Puis étendre sa molle résistance.
La "Reinette étoilée" ne se livre pas nonchalamment sous la dent.
Elle laisse pénétrer sa chair avant de se donner en douceur,
Laisser son jus rare effacer le grain du corps sous la langue,
Sans excès de passion,
Simplement,
Comme un plaisir naturel.



Portrait de pomme

La "Bournette"


Une blessure au front de ses formes,
Comme un œil de cyclope
Embarrassé de vilaines rides et de tâches brunâtres,
Une blessure heureuse pourtant,
Du fond de laquelle se devine la tendresse de la chair.
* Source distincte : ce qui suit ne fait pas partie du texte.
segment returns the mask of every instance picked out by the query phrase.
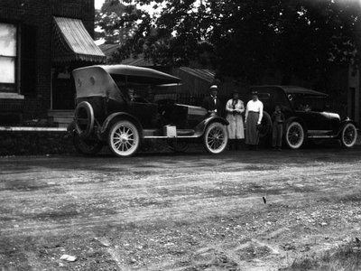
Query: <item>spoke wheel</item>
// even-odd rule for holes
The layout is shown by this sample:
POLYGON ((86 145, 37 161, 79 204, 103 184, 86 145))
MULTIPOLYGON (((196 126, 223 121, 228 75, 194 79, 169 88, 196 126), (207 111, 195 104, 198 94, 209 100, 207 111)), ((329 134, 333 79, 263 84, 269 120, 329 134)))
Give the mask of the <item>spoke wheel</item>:
POLYGON ((304 142, 304 131, 302 126, 297 121, 292 121, 287 126, 284 136, 288 147, 292 149, 300 148, 304 142))
POLYGON ((116 122, 109 130, 108 145, 116 156, 134 154, 139 147, 140 138, 136 126, 127 120, 116 122))
POLYGON ((78 133, 73 135, 73 145, 78 153, 86 155, 94 155, 101 151, 103 143, 97 140, 83 139, 78 133))
POLYGON ((208 153, 222 153, 228 143, 226 126, 218 122, 214 122, 208 126, 203 136, 203 143, 208 153))
POLYGON ((347 123, 341 132, 341 144, 343 146, 352 147, 357 139, 357 131, 352 123, 347 123))

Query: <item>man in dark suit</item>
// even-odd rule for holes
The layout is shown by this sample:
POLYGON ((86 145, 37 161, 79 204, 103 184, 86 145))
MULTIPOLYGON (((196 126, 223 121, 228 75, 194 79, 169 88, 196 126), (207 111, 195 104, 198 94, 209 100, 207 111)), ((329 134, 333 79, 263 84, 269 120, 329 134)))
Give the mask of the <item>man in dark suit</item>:
POLYGON ((210 116, 219 116, 221 112, 221 104, 219 99, 217 98, 218 87, 212 85, 209 88, 209 94, 204 99, 202 107, 207 109, 210 116))

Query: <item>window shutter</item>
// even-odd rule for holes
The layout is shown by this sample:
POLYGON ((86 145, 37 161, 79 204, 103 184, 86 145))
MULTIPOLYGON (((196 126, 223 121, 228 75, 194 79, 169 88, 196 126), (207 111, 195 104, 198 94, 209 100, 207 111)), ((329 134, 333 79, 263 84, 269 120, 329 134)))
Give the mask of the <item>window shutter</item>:
POLYGON ((36 26, 22 24, 21 30, 21 92, 36 94, 36 26))

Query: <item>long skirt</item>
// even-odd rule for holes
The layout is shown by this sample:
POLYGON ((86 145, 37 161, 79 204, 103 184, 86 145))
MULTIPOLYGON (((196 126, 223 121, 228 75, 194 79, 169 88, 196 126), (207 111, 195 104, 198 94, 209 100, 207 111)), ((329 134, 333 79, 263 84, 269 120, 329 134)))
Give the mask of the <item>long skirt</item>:
POLYGON ((242 116, 240 114, 227 114, 226 119, 229 122, 229 125, 227 126, 229 139, 245 138, 242 116))
POLYGON ((248 112, 245 124, 245 144, 258 145, 259 133, 257 130, 258 112, 248 112))

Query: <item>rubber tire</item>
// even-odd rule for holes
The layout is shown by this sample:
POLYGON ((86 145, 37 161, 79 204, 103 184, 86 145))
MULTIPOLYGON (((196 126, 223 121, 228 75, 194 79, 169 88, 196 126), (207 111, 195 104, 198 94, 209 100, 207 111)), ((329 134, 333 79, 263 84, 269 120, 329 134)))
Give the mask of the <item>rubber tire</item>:
POLYGON ((299 123, 298 121, 291 121, 286 125, 285 130, 286 131, 284 133, 284 142, 285 142, 287 147, 289 147, 291 149, 294 149, 294 150, 301 148, 305 141, 305 133, 304 133, 304 129, 303 129, 302 126, 301 125, 301 123, 299 123), (301 140, 297 145, 292 145, 289 140, 290 129, 293 126, 298 127, 301 131, 301 140))
POLYGON ((344 127, 342 128, 342 131, 341 131, 341 134, 340 134, 340 141, 341 141, 341 145, 342 145, 342 146, 344 146, 344 147, 346 147, 346 148, 350 148, 350 147, 352 147, 355 144, 356 144, 356 139, 357 139, 357 130, 356 130, 356 126, 355 126, 355 125, 354 124, 352 124, 352 123, 347 123, 347 124, 346 124, 345 126, 344 126, 344 127), (345 142, 345 132, 346 132, 346 130, 348 128, 348 127, 350 127, 352 130, 353 130, 353 133, 354 133, 354 138, 353 138, 353 140, 352 140, 352 142, 350 143, 350 144, 347 144, 347 143, 346 143, 345 142))
POLYGON ((77 131, 79 136, 80 136, 81 138, 86 138, 91 135, 94 129, 94 110, 90 103, 87 101, 82 101, 78 104, 74 113, 74 123, 75 130, 77 131), (88 124, 86 129, 83 129, 77 121, 78 116, 79 115, 80 110, 83 108, 87 111, 88 116, 88 124))
POLYGON ((108 135, 107 135, 107 143, 109 145, 110 150, 114 154, 116 154, 118 157, 128 157, 135 154, 135 152, 138 150, 139 145, 140 145, 140 135, 139 131, 136 127, 135 125, 134 125, 132 122, 128 120, 120 120, 116 122, 111 128, 109 129, 108 135), (114 136, 116 130, 118 130, 120 127, 126 127, 128 130, 132 131, 134 136, 133 136, 133 141, 134 144, 132 146, 128 149, 127 152, 122 152, 119 150, 114 144, 114 136))
POLYGON ((100 141, 81 138, 77 132, 73 134, 73 145, 78 153, 85 155, 97 154, 104 146, 100 141))
POLYGON ((227 134, 226 126, 224 126, 223 124, 221 124, 219 122, 213 122, 206 127, 204 134, 203 134, 203 145, 207 152, 208 152, 209 154, 220 154, 224 150, 226 150, 227 144, 228 144, 228 134, 227 134), (217 148, 216 150, 214 150, 208 145, 208 137, 209 133, 213 129, 216 129, 216 128, 218 128, 221 131, 221 133, 223 134, 224 140, 223 140, 221 145, 218 148, 217 148))

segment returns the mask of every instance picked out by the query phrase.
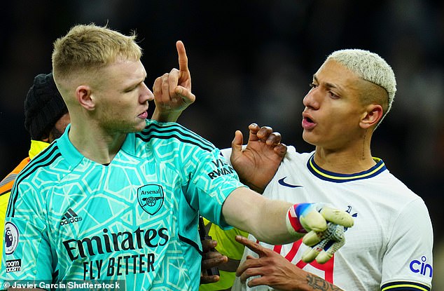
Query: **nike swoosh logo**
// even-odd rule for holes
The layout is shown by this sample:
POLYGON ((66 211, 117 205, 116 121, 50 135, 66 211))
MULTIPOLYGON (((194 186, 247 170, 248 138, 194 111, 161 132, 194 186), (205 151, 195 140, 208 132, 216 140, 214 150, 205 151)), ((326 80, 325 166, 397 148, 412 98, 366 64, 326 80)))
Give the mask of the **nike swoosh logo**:
POLYGON ((284 177, 282 179, 279 179, 279 181, 277 181, 279 182, 279 184, 280 184, 282 186, 285 186, 286 187, 290 187, 290 188, 298 188, 298 187, 302 187, 303 186, 301 185, 292 185, 291 184, 288 184, 286 183, 285 181, 284 181, 284 179, 286 179, 286 177, 284 177))

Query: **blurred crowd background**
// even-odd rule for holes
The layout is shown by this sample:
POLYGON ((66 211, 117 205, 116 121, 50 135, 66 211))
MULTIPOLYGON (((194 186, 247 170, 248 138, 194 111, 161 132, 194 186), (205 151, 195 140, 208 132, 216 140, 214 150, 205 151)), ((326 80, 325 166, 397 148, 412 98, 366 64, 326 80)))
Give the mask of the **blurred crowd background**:
MULTIPOLYGON (((391 65, 398 92, 373 155, 424 200, 435 233, 433 290, 444 290, 444 2, 431 0, 16 0, 0 18, 0 176, 27 156, 23 100, 51 69, 53 42, 78 23, 135 31, 146 84, 189 58, 196 102, 179 122, 221 148, 268 125, 300 151, 302 100, 332 51, 363 48, 391 65)), ((151 104, 151 109, 154 104, 151 104)))

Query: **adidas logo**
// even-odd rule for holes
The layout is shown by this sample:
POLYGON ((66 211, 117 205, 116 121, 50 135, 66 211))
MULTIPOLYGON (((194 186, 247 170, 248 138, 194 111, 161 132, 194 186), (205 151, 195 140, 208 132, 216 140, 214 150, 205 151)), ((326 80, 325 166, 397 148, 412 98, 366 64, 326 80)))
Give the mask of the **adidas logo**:
POLYGON ((69 224, 70 223, 81 221, 82 217, 81 216, 77 215, 77 213, 74 212, 72 209, 68 208, 67 212, 63 215, 62 219, 60 222, 60 225, 66 225, 69 224))

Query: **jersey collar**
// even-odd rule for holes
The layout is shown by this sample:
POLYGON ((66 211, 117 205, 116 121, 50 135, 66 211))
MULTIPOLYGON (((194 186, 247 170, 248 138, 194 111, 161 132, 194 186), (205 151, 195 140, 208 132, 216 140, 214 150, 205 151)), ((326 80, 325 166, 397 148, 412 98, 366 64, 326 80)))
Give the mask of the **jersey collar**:
POLYGON ((345 182, 371 178, 387 170, 385 164, 382 159, 373 158, 373 160, 376 162, 376 165, 367 170, 354 174, 338 174, 324 170, 317 165, 314 162, 314 154, 313 154, 307 162, 307 168, 308 168, 308 170, 310 170, 313 175, 319 179, 336 183, 343 183, 345 182))

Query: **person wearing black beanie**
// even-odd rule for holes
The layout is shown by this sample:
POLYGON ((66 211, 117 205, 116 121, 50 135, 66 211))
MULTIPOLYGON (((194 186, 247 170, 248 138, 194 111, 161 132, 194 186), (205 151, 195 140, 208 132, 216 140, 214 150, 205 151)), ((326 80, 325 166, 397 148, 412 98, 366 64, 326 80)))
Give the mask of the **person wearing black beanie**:
MULTIPOLYGON (((39 74, 25 98, 25 128, 29 133, 29 156, 0 182, 0 234, 3 234, 6 208, 15 177, 32 158, 63 134, 70 123, 67 105, 59 93, 53 74, 39 74)), ((0 251, 3 248, 0 236, 0 251)), ((1 258, 0 257, 0 260, 1 258)))
MULTIPOLYGON (((55 86, 53 73, 36 76, 25 99, 25 128, 31 138, 49 138, 56 121, 67 113, 68 108, 55 86)), ((56 138, 61 133, 59 131, 56 138)))

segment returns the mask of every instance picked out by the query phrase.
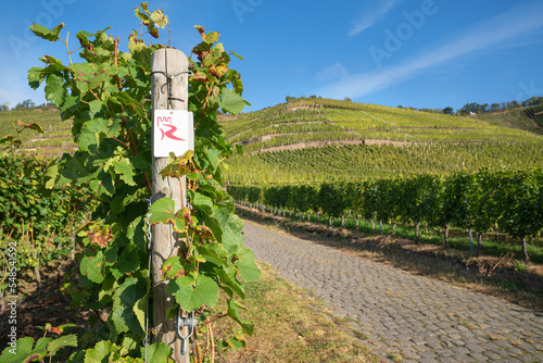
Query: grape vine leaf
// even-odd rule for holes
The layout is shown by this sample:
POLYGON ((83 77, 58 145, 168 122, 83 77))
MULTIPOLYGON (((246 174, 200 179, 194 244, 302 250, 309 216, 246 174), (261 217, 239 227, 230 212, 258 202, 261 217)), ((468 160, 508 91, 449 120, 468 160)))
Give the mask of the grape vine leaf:
POLYGON ((144 314, 139 311, 138 301, 147 295, 144 285, 136 277, 127 278, 115 291, 113 296, 112 320, 117 331, 130 331, 142 335, 143 325, 140 324, 138 315, 144 314))
POLYGON ((178 284, 179 279, 173 279, 168 284, 167 291, 185 311, 191 312, 202 305, 213 306, 217 302, 218 286, 212 278, 199 276, 194 288, 192 285, 181 286, 186 284, 178 284))
POLYGON ((225 112, 229 112, 231 114, 238 114, 243 111, 247 101, 241 98, 236 91, 229 88, 223 88, 220 92, 220 102, 218 107, 223 109, 225 112))

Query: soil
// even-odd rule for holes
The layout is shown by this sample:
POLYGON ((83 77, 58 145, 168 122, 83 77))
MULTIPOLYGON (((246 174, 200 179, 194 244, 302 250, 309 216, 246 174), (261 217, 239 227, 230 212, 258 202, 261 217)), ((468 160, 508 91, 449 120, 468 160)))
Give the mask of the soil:
POLYGON ((415 274, 442 279, 475 291, 500 297, 521 306, 543 312, 543 265, 530 264, 515 270, 516 260, 508 256, 470 256, 469 252, 441 246, 415 243, 389 236, 367 235, 358 230, 300 222, 237 205, 242 217, 265 223, 300 238, 314 240, 348 253, 389 263, 415 274), (369 252, 369 253, 367 253, 369 252), (422 267, 420 267, 422 266, 422 267), (426 266, 437 266, 435 273, 426 266), (443 272, 454 271, 457 279, 443 272), (510 285, 512 288, 504 288, 510 285))
MULTIPOLYGON (((71 297, 61 292, 64 284, 64 276, 75 268, 73 261, 64 262, 55 268, 41 272, 41 284, 35 281, 35 275, 31 271, 20 271, 17 276, 18 301, 16 304, 16 333, 17 338, 33 337, 35 341, 42 338, 45 330, 39 328, 46 324, 58 327, 64 324, 76 324, 77 327, 70 327, 64 333, 77 333, 88 324, 86 312, 68 309, 71 297), (31 280, 33 283, 25 283, 31 280)), ((77 278, 74 274, 74 278, 77 278)), ((9 302, 11 300, 8 300, 9 302)), ((0 314, 0 351, 8 347, 10 340, 8 330, 11 328, 9 316, 11 309, 2 305, 0 314)), ((54 333, 49 333, 48 337, 58 337, 54 333)), ((55 355, 56 356, 56 355, 55 355)), ((67 356, 66 356, 67 358, 67 356)))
Petite "Bournette" rouge de bonheur,
Protège de ta peau amère
La fermeté de ton corps rond,
Le sucre de ton espièglerie.




Portrait de pomme
La "Rose du Morvan"


Pourquoi t'appelles-tu "Rose du Morvan" ?
Le Morvan devient pays exotique
A te croquer à belles dents !
Toute jaune comme le sable et le citron :
Sans le goût de celui-ci
Sans le grain de celui-là ;
Toute jaune comme le soleil
Qui éclate à la première bouchée,
Pétille au fond du palais.

Peut-être es-tu Rose des vents
Plus que Rose du Morvan !




Croquer

Le plaisir exige trop de cruauté !
Pour en goûter, faut-il devenir sorcière ?
Croquer est un acte animal ;
Le seul acte barbare toléré depuis l'origine.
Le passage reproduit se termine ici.